En cas de déclenchement de la détection incendie (ou d’un système d’extinction automatique de début d’incendie), la levée de doute sur site est réalisée par le ou les surveillants présents, l’exploitant ou son préposé. En cas de début d’incendie, la mise en œuvre des moyens de lutte et du dispositif sonore pour alerter le voisinage seront actionnés par les surveillants présents, le préposé de l’exploitant ou un conducteur qui doit alerter l’exploitant et les services de lutte incendie.
En complément, tous les personnels susceptibles d’intervenir sur le site en cas de déclenchement de la détection incendie doivent avoir reçu une formation au chapitre 1.3 de l’ADR.

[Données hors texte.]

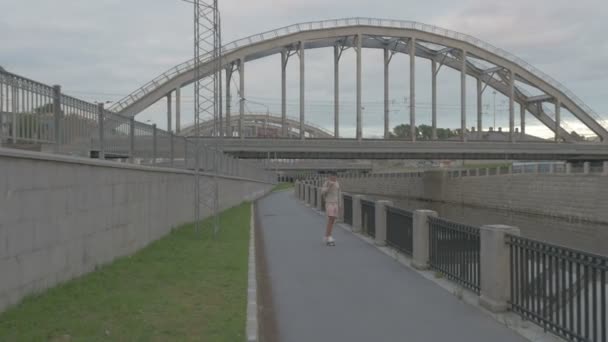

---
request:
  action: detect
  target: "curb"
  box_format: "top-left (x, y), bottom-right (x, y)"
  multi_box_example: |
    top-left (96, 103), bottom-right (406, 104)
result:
top-left (245, 203), bottom-right (259, 342)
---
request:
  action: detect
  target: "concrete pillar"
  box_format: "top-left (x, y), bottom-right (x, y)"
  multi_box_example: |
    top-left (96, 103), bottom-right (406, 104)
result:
top-left (409, 38), bottom-right (416, 141)
top-left (175, 87), bottom-right (182, 133)
top-left (384, 48), bottom-right (390, 139)
top-left (226, 65), bottom-right (232, 137)
top-left (334, 45), bottom-right (340, 139)
top-left (519, 102), bottom-right (526, 137)
top-left (460, 50), bottom-right (467, 141)
top-left (317, 186), bottom-right (325, 211)
top-left (412, 210), bottom-right (437, 270)
top-left (479, 225), bottom-right (520, 312)
top-left (555, 99), bottom-right (562, 142)
top-left (356, 34), bottom-right (363, 140)
top-left (477, 78), bottom-right (483, 133)
top-left (375, 201), bottom-right (393, 246)
top-left (353, 195), bottom-right (363, 233)
top-left (431, 59), bottom-right (437, 140)
top-left (300, 42), bottom-right (306, 140)
top-left (281, 51), bottom-right (289, 137)
top-left (509, 70), bottom-right (515, 142)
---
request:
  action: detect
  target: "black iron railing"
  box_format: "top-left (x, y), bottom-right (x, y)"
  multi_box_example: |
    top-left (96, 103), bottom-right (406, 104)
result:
top-left (344, 195), bottom-right (353, 226)
top-left (361, 200), bottom-right (376, 238)
top-left (507, 235), bottom-right (608, 342)
top-left (429, 217), bottom-right (480, 293)
top-left (386, 207), bottom-right (414, 255)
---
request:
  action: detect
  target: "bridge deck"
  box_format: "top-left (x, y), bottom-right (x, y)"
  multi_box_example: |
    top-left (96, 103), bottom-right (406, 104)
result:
top-left (258, 192), bottom-right (525, 342)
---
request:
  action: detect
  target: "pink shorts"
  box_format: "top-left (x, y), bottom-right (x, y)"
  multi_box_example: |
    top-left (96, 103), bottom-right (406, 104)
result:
top-left (325, 203), bottom-right (338, 217)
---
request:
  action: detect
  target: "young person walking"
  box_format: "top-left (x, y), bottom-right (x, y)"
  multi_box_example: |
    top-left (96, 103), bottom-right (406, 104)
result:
top-left (321, 172), bottom-right (340, 246)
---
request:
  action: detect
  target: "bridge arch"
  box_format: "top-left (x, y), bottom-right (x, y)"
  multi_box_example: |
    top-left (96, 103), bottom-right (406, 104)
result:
top-left (111, 18), bottom-right (608, 142)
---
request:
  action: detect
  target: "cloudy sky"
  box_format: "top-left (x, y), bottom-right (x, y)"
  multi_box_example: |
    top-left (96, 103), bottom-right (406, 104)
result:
top-left (0, 0), bottom-right (608, 136)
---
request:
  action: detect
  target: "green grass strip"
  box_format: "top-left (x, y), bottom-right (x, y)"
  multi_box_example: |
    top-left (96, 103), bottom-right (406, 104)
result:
top-left (0, 203), bottom-right (251, 342)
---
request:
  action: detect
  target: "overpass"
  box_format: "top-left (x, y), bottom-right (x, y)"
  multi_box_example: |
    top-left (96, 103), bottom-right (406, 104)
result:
top-left (201, 138), bottom-right (608, 161)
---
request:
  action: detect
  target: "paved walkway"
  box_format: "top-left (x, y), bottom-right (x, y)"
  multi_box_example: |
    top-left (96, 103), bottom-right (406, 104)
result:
top-left (258, 192), bottom-right (525, 342)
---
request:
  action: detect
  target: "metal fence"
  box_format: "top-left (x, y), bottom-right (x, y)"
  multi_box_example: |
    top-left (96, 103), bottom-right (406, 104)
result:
top-left (507, 235), bottom-right (608, 342)
top-left (386, 207), bottom-right (414, 255)
top-left (428, 217), bottom-right (480, 293)
top-left (344, 195), bottom-right (353, 226)
top-left (361, 200), bottom-right (376, 238)
top-left (0, 70), bottom-right (275, 182)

Portant sur les moyens de lutte incendie, la télésurveillance, la détection et l’extinction automatique, d’autres mesures de l’arrêté du 21 septembre 2017 entreront en vigueur au 1er janvier 2020. Grand témoin de la conférence, Pascal Boulanger des Transports Le Calvez, qui gèrent 17 parkings concernés par le nouvel arrêté, alerte sur « l’importance de ses mesures ». Pour ceux qui opteront pour des concertina comme mesure anti-intrusion par exemple, « ce sont des kilomètres de barbelés à mettre en œuvre et, d’ores et déjà, ce produit est en quasi rupture ». Pour les distances de sécurité et d’éloignement, le responsable souligne également les enjeux fonciers associés. « Dans le même temps, il faudra suivre avec attention le suivi et l’application des nouvelles consignes par les conducteurs ». Quant à la télésurveillance, Pascal Boulanger rappelle que les transporteurs « ne sont pas des spécialistes dans ce domaine » et auront, du coup, « du mal à évaluer la pertinence de leur investissement ».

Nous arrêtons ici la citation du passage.